Indian Mythology | Assiniboin Mythology

The Deserted Children


Whenever a certain young man defecated, he discharged beads. Some little girls were playing at erecting a model tipi. The youth purposely defecated near them, and went home. A younger brother of his, who was playing with the children, bade the girls fetch some water and meat. The girls looked at the excrement and picked up the beads. The young man who had been watching them from afar, went home. For a while he re-fused to speak. His father asked him why he was silent. At last, he said, "Some bad girls have played with my excrements after I had defecated, and by their magic they are plotting to destroy us all. We must flee and abandon them here."

Accordingly, all the people packed their travois, muzzled their dogs, and ran away. The girls, who were playing with other children, did not know what had occurred. About the time of sunset one boy asked the girls to fetch some meat. Two boys who had gone to the camp returned, saying, "All the people have gone away." The girls did not believe it, and the oldest asked her sister to go with the boys. She said, "It is impossible that our mothers have abandoned us." The girl returned crying. "All are gone." The oldest girl said, "We had better follow them." The people had gone to a thick wood. The children could not find the tracks, though one old woman who pitied them had hung up moss to point the way.
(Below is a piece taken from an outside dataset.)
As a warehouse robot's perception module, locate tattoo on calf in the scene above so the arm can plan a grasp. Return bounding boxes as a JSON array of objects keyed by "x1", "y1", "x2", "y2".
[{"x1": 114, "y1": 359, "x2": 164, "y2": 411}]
At last, they came to an old cannibal witch. The bead-maker had dreamt of her and promised her the children for food. The girls asked her, "Where have our parents gone?" She answered, "You had better camp with me to-night." Being tired, the children were satisfied, and were going to stretch out near the lodge-poles, but the witch said, "There are lots of mice there, you had better sleep near the fire." She began boiling water in a kettle, then she cut off the oldest girl's head and cooked it. She cut off the heads of nearly all the children, and ate them. There was one girl who had been carrying her little brother. She knew the woman was a witch, so she had told her brother, "Watch while I sleep, the old woman may be bad." When the boy saw the witch severing the children's heads, he pinched his sister, but she continued sleeping. At last he bit her ear, and she woke up. When she saw what had happened, she implored the witch to spare her. "Don't kill me, I'll work for you and fetch your water and wood." The old woman consented to let her live. The first day the girl fetched firewood, but it was wet, and did not burn well. "Look for dry wood; if you bring bad wood, I will kill you. Leave your brother here." The girl said, "He is not cleanly, he may dirty you." "Well, take him with you, but come back soon." The girl went out with the little boy and found a buffalo skull. The skull said, "Come here, I am going to tell you something. You had better run after your parents. When you strike a big river, you will see two white swans there. Pick the, lice from the swan's head and chew them. Then just say, 'They are sweet."'

The children ran to the river, and followed directions. The swans then put their necks together, forming a bridge, on which they crossed. The witch called out, "Granddaughter, bring in the wood." The skull answered, "Wait, my brother has dirtied me." She called again, and again the skull answered for the fugitive. At last she got angry, took her axe, and went out. She could not see anyone and cried out, "Where are you, my grandchild?" Again the skull gave answer. She finally discovered that the skull was speaking, and said, "I'll break you in two." She tried to split it, but could not. Then she cried out to the girl, "Wherever you may go, I shall catch you." She tracked her until she got to the bank. She asked the swans to let her cross. One swan said, "Pick and chew my lice, or I won't let you cross." The witch obeyed, but when she chewed them, she cried, "They stink, I don't like them." "You are abusing me, you don't like me," said the swan. Nevertheless, the birds made a bridge, but instead of joining necks, they joined backs. The witch started to cross, but when she was in the middle of the stream, the swans raised their heads, and she fell into the river and was drowned.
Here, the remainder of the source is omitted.